VBV - Video Buffering Verifier

The Video Buffer Verifier (VBV) is a model hypothetical decoder buffer that will not overflow or underflow when fed a conforming MPEG bit stream.  Thus, part of the definition of a compliant stream is that it does not cause underflow or overflow of this model buffer.  The quantities that MPEG transmits to specify decoder buffer action according to this model are explained fully below. However, decoders do not have to use these quantities, but instead can rely on redundant information provided by time stamps.
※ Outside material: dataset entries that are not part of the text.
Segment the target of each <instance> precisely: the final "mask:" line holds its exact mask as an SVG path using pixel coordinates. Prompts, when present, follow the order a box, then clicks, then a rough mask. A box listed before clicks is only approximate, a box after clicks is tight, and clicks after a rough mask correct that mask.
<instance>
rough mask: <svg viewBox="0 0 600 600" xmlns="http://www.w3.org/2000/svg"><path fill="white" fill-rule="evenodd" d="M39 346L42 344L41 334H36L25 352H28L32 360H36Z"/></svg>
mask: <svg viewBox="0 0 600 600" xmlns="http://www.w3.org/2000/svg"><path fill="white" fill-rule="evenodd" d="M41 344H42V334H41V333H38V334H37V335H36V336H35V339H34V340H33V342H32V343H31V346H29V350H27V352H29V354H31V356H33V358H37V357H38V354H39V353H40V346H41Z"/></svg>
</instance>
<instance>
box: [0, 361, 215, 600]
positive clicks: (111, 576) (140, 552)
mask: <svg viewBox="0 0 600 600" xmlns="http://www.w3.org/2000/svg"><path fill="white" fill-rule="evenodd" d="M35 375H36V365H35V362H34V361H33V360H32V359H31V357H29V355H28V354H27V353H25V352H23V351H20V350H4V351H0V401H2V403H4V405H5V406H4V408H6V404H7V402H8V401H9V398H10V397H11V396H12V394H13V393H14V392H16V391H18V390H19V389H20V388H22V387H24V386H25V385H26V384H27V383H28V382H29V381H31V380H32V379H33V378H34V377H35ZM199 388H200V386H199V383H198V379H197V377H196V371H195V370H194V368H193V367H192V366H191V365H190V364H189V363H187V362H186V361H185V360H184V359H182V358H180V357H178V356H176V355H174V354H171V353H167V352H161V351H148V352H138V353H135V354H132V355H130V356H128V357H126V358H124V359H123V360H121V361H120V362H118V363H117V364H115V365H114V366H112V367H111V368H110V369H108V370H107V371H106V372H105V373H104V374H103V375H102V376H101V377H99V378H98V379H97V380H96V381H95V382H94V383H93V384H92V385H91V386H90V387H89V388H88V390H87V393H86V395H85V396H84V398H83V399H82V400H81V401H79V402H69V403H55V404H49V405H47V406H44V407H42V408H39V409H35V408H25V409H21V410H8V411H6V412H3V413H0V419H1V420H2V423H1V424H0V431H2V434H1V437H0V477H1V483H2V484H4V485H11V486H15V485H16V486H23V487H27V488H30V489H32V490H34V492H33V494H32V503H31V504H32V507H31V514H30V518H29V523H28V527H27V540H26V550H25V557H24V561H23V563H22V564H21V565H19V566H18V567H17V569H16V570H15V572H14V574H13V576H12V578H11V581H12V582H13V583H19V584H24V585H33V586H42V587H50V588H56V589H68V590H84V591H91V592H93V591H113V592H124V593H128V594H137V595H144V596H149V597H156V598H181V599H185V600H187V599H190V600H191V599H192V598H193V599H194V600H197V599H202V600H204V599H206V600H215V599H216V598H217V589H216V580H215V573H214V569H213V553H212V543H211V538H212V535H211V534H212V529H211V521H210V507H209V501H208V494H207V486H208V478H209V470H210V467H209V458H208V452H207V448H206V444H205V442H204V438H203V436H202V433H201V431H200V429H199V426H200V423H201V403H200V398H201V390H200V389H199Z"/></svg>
A thorough explanation is in the section on Buffer Synchronization and Startup .

Operation of the VBV is tied to two transmitted values,  vbv_buffer_size_value, the maximum buffer fullness, and vbv_delay, the delay between storing a picture start code in the buffer and starting the decoding of that picture.  vbv_buffer_size is transmitted in every sequence header. vbv_delay is transmitted in every picture header.   Note that the sequence header and vbv_buffer_size may not be available when tuning to a program in progress.  However, proper operation of the decoder buffer can be obtained by use of the System Time Clock and various time stamps and an a priori knowledge of the maximum buffer size that may be required, so that vbv_delay and vbv_buffer size are redundant.

In the ATSC standard A/53 Annex A, the constraint on buffer size is:

maximum video buffer = B = 7995392 bits,

which is specified by transmitting:

vbv_buffer_size_value <= 488 (lower 10 bits of vbv_buffer_size)

vbv_buffer_size_extension = 0 (upper 8 bits of vbv_buffer_size)

where B = 16*1024*vbv_buffer_size.


The ATSC constraint on vbv_delay is

vbv_delay <= 45000


vbv_delay is a 16 bit unsigned integer representing  the number of 90kHz clock periods between entering a picture's start code into the buffer and removing and decoding the entire picture.